- Leader: Nasoree Saesang
- Dates active: 1995 – present
- Active regions: Southern Thailand
- Ideology: Separatism Islamism
- Wars: the South Thailand insurgency

= Gerakan Mujahidin Islam Patani =

Islamist militant insurgent group

The Pattani Islamic Mujahideen Movement (Gerakan Mujahidin Islam Patani; GMIP) is an Islamist militant insurgent group that has carried out violent actions as part of the protracted insurgency in Southern Thailand.

GMIP is hostile to the practices of moderate Malay Muslims, accusing them of being un-Islamic. It is one of the most extreme terrorist groups currently operating in Southern Thailand. A shadowy leader named 'Jehkumir Kuteh' or 'Abdul Rahman Ahmad', among other names, was assumed at a certain point to lead the group, and Thailand's prime minister demanded from Malaysia his extradition in January 2005, but the Malaysian government refused.

==History==
Originally, in the 1990 decade GMIP had the establishment of a local Islamic state in Pattani as its main agenda.
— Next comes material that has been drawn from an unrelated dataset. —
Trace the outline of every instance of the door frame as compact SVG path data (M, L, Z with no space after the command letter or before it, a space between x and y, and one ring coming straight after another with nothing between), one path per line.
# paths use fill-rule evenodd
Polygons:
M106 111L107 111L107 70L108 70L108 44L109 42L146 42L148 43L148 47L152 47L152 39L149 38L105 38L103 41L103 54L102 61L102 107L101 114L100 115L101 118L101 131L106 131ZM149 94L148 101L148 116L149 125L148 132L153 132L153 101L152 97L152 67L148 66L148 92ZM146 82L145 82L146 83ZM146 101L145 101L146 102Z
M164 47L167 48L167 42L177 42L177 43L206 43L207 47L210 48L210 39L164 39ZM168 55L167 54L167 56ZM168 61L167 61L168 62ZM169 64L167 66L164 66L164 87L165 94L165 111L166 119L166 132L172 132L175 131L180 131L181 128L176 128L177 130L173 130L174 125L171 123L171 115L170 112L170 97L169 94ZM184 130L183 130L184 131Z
However, according to Thai military authorities, this group and the Barisan Revolusi Nasional (BRN) were revived after 2001 by the Terengganu-based Kumpulan Mujahidin Malaysia and have currently more hard-line Islamic political goals, to the detriment of their former nationalist cause. Its members are now believed to have sympathies with Al Qaeda and with the establishment of the Islamic Caliphate.

Unlike previous Islamic insurgent groups of the region, the characteristic of this outfit in its new avatar is that it attacks forcefully and does not claim responsibility, and also that it keeps its leadership shrouded in secrecy. GMIP was accused by the Thai authorities as the main instigator of the series of bombings, drive-by shootings and machete attacks in Southern Thailand that began in January 2004.
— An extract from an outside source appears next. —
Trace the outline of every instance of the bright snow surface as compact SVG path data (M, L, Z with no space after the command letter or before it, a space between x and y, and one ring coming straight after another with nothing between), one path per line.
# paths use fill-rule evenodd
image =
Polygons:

Although its headquarters are unknown, many of the operations of the GMIP suggest that it is rural-based. The Thai military have linked the GMIP to attacks on convoys and policemen in roads crossing rural districts.

This terrorist group has also been suspected by Thai officials of being behind the 2006 Hat Yai bombings as well as more recently the 2012 Southern Thailand bombings.